Mettez vous à la place de l’autre

  1. La façon dont vous avez changé n’est pas la façon dont tout le monde doit changer (que vous ayez changé subitement après avoir été culpabilisée ou que vous ayez lentement progressé vers la militance).
  2. Détectez les centre d’intérêts ou les valeurs de votre interlocutrice pour vous appuyer dessus.
  3. Parlez le même langage. Utilisez les termes spécifiques avec parcimonie, et explicitez les si vous les utilisez pour la première fois. Vous ne voulez pas paraitre pédante ou perdre votre interlocutrice.
  4. Orientez vous vers de l’émotionnel (comparaisons, concret) ou du rationnel (statistique, théorique) suivant le mode de communication privilégié de l’autre.
  5. Détectez ce qui peut la bloquer, quelles sont ses peurs (nutrition, regard des autres, l’argent…). A-t-elle besoin d’informations spécifiques ?
  6. Détectez ce qui la motiverait, ses valeurs, ses aspirations personnelles.
  7. Vous n’êtes pas votre interlocutrice : ce qui compte n’est pas ce que vous avez envie de dire, mais ce que votre cible peut entendre pour changer.

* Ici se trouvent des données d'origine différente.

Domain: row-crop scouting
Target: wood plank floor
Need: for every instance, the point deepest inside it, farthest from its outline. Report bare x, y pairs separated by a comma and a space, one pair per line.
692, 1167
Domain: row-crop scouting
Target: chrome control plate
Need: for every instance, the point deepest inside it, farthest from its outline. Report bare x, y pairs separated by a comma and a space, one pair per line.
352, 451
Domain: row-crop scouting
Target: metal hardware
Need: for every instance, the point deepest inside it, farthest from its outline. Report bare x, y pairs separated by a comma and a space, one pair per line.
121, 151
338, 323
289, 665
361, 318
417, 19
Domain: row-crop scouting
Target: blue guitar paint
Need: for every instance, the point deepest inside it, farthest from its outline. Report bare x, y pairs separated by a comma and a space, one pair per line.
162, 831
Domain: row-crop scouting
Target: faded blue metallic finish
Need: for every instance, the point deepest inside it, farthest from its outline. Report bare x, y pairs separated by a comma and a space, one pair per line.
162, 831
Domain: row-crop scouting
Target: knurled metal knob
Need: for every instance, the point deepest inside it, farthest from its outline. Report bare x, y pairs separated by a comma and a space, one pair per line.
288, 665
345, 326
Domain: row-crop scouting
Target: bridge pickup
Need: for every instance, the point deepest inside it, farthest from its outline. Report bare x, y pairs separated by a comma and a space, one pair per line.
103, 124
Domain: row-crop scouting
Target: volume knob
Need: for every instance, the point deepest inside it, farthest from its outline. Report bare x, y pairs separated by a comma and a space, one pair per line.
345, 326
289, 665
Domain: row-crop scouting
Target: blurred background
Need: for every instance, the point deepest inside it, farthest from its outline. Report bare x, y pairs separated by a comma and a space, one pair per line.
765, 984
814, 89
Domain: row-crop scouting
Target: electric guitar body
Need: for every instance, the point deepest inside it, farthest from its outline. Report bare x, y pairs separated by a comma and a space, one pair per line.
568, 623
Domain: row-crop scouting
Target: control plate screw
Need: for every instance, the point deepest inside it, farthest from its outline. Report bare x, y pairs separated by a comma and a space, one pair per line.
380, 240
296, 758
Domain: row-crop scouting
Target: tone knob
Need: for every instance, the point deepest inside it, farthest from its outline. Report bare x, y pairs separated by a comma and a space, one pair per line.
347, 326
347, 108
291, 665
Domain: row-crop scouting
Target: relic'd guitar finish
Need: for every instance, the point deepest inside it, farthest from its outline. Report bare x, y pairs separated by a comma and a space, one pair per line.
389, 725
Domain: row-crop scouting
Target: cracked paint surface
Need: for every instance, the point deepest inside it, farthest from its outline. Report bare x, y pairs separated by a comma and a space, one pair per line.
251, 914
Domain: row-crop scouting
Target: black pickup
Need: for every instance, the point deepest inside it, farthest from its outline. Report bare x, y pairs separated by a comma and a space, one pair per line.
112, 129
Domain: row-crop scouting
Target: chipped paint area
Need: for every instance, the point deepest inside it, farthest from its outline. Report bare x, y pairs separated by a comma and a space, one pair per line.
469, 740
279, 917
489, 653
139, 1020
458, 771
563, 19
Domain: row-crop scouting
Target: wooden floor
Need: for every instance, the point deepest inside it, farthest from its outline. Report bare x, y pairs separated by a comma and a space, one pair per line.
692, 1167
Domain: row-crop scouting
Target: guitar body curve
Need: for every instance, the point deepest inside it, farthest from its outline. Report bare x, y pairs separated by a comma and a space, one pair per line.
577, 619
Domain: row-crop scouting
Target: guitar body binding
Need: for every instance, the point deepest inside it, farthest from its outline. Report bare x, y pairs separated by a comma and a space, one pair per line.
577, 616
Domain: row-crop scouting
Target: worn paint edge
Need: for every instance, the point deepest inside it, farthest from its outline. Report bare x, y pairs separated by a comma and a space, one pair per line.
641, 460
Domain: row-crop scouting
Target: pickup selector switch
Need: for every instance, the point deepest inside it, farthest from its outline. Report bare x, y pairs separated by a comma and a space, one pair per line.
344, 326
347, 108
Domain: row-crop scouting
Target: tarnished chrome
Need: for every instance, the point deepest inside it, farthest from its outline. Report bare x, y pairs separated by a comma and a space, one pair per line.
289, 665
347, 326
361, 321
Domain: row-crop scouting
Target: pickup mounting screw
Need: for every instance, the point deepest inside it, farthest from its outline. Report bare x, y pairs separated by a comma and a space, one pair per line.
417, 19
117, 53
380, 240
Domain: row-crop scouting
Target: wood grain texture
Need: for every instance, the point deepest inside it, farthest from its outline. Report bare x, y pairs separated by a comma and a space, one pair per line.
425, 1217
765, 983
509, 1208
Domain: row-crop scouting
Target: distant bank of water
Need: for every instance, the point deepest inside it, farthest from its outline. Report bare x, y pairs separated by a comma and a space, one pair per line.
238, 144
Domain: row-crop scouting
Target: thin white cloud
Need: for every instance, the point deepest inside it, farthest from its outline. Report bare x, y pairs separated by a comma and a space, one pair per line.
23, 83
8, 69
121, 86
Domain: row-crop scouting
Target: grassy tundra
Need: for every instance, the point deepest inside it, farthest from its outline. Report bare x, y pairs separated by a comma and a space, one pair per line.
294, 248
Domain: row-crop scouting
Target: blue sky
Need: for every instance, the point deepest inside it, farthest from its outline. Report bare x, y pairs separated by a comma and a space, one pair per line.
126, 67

Sachez vous arrêter au bon moment

Persister dans une opposition créera un rejet : vous nuirez à votre cause. Retirez-vous alors poliment de la conversation.

Même si la conversation s’est bien passée, évitez d’arriver à saturation en temps et en information : soyez sensible aux signaux d’intérêt ou d’agacement qu’envoie votre interlocutrice. Ce n’est pas parce qu’une personne était ouverte à la discussion que vous ne l’importunerez pas en lui tenant la jambe 15 minutes.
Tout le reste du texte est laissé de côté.